BIENVENUE ÀBEAUFLAND PLAGE
Au début des années 70, la France est en crise (elle l'est toujours d‘ailleurs, un état chronique !). Giscard d’Estaing devient
président. Des grèves éclatent dans tous les domaines (Des PTT au paquebot France). L’affaire Ranucci est l’affaire
criminelle de l’année, la majorité chute à 18 ans, etc. Et depuis
1936, sous l'égide du Front Populaire et de Léon Blum,
les congés payés donnent le droit aux français de partir en vacance sous
le soleil de la Côte d’Azur (ou ailleurs !). On pense que les
congés payés datent de 1936 et pourtant les premiers congés payés ont été institués en France dès le 9
novembre 1853 par un décret de l'empereur
Napoléon III, mais seulement au bénéfice
des fonctionnaires. Donc, tous les ans des cohortes de caravanes
envahissent les routes de France et de Navarre, histoire de profiter du
soleil de la côte et de la méditerranée.
Nationale 7 et la
Mer qu'on voit danser susurre
Charles Trenet.
Georges Lajoie (Jean Carmet) est un bistrotier de Paris. Lajoie est le français moyen dans toute sa
splendeur, le petit commerçant poujadiste. il graisse la patte aux flics
pour protéger sa caravane, il est raciste, xénophobe, il n’aime pas les
jeunes parce qu’il est vieux et conspue tout ceux qui ne pensent pas comme
lui et, comme tous les ans, il part avec famille et bagages sur la côte
Provençale, toujours au même endroit au «Camping Caravaning Beau-soleil». Un camp de camping tenu par Loulou, un pied noir (Robert Castel), Lajoie y retrouve les habitués, les Schumacher dont
monsieur (maître) est huissier de justice de Strasbourg
(Michel Peyrelon), les Colins vendeurs de sous-vêtements option
soutien-gorge sur les marchés (Pierre Tornade). Et ce petit monde de français bien de chez nous, qui pense que ceux du
sud sont plus paresseux que ceux du nord, chercheront à sympathiser avec
les Vigorelli (Pino Caruso) un nouvel arrivant, un italien chef de chantier. Loulou fait
construire des immeubles pour les vacanciers avec une main d’œuvre
d’ouvriers algériens.
Loulou et Vigorelli parlant arabe, ils respectent ces
travailleurs bon-marchés pour leur acharnement au travail.
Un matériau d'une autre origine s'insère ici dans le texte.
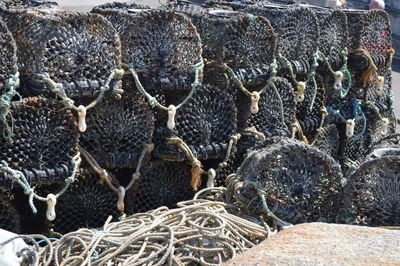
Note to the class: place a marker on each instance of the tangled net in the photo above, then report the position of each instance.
(44, 143)
(162, 46)
(297, 29)
(8, 56)
(9, 216)
(161, 183)
(77, 50)
(245, 43)
(86, 204)
(372, 194)
(199, 231)
(118, 130)
(269, 120)
(289, 180)
(205, 123)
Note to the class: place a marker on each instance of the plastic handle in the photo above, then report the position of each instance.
(350, 128)
(379, 85)
(121, 197)
(338, 81)
(51, 207)
(255, 98)
(211, 178)
(82, 118)
(301, 87)
(171, 117)
(385, 125)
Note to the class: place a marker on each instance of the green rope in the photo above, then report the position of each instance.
(12, 83)
(153, 101)
(19, 178)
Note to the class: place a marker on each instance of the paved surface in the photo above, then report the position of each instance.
(325, 244)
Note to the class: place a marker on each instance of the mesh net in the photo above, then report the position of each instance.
(118, 130)
(44, 141)
(372, 195)
(9, 216)
(8, 55)
(301, 183)
(161, 183)
(388, 146)
(326, 139)
(26, 3)
(268, 120)
(86, 204)
(162, 46)
(246, 43)
(205, 122)
(297, 29)
(309, 111)
(78, 50)
(333, 35)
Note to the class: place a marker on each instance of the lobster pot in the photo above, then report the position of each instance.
(86, 204)
(357, 148)
(9, 216)
(277, 110)
(77, 50)
(309, 111)
(297, 29)
(333, 35)
(326, 139)
(300, 182)
(161, 183)
(244, 42)
(26, 4)
(389, 146)
(161, 46)
(44, 140)
(371, 31)
(205, 123)
(372, 194)
(8, 58)
(118, 130)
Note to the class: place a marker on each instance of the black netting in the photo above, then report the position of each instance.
(117, 131)
(301, 183)
(297, 29)
(162, 46)
(26, 3)
(333, 35)
(8, 55)
(78, 50)
(161, 183)
(388, 146)
(205, 122)
(44, 141)
(246, 43)
(326, 139)
(86, 204)
(9, 216)
(372, 194)
(268, 120)
(309, 111)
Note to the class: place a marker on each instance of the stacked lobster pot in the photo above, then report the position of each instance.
(68, 64)
(162, 56)
(128, 108)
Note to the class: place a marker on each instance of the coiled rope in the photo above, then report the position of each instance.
(199, 231)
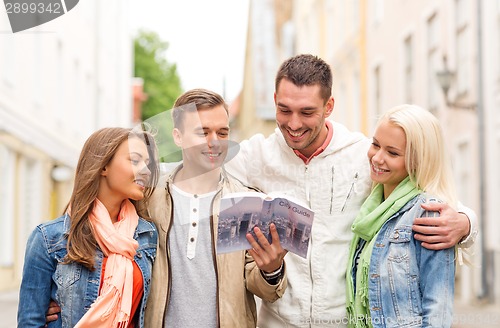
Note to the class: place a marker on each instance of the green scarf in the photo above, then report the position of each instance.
(374, 212)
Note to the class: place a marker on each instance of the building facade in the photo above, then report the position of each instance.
(59, 82)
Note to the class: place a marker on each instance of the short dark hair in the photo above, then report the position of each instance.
(202, 98)
(306, 69)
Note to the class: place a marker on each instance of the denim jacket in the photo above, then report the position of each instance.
(409, 285)
(72, 286)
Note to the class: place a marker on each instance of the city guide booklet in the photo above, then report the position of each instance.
(241, 212)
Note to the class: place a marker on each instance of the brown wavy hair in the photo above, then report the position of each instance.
(97, 152)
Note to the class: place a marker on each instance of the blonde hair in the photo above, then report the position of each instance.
(427, 161)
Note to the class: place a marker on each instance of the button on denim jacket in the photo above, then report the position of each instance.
(72, 286)
(409, 285)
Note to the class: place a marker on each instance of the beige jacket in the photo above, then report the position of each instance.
(238, 277)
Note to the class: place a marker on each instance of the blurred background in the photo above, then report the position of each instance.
(118, 62)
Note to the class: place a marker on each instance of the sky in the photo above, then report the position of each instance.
(206, 39)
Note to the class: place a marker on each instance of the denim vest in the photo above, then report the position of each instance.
(72, 286)
(409, 285)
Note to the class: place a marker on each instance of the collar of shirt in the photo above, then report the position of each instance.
(329, 136)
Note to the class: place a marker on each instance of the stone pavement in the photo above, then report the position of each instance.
(465, 315)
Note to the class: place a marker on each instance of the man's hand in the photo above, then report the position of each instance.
(268, 257)
(441, 232)
(52, 312)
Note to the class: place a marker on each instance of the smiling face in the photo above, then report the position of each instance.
(127, 174)
(301, 114)
(387, 156)
(203, 139)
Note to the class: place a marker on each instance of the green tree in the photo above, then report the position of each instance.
(162, 86)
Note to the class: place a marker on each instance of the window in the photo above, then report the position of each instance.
(408, 70)
(432, 62)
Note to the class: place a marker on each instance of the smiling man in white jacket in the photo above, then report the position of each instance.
(325, 165)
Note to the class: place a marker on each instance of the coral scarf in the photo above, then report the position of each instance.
(113, 305)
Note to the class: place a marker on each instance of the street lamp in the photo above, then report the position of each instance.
(445, 79)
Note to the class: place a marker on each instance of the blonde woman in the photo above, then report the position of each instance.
(96, 260)
(392, 281)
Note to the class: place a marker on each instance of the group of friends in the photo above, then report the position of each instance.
(136, 246)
Lajoie est lui très attiré par Brigitte (Isabelle Huppert) la fille de Colin. Comme beaucoup d’endroits à cette
époque, il y a les jeux d'été Inter-camping animé par
Léon Tartafione (Jean-Pierre Marielle) une caricature de Léon Zitrone. Lajoie s’éloigne de la
fête et il rencontre Brigitte prenant à l'écart un bain de soleil
dans le plus simple appareil. Après une conversation, Lajoie se
fait plus pressant et agresse sexuellement la jeune fille. Pendant le
viol, il va repousser violemment son menton. Le coup du lapin provoque la
mort instantanée de l'adolescente. Il se débarrassera du corps près du
baraquement des ouvriers algériens.
Entrée en scène de la police et de l’inspecteur Boulard (Jean Bouise) qui convoque les campeurs. Certains s’énervent que la police n'arrête
pas aussitôt les «bicots»(Je déteste ces mots racistes bien entendu !). Le petit groupe est
mené par une grande gueule avec une casquette, Bigeard (Victor Lanoux), tout finira dans une ratonnade en règle avec le meurtre d’un des
algériens. Entre le flic intègre qui veut que justice se fasse et un
haut-fonctionnaire (Henri Garcin) qui veut étouffer l’affaire avec le mirage de la promotion au grade de
commissaire pour Boulard, le torchon brûle.
Jean Bouise
Boulard demandera à Loulou et Vigorelli de témoigner
mais à contrecœur, ils refusent à recourir à la délation.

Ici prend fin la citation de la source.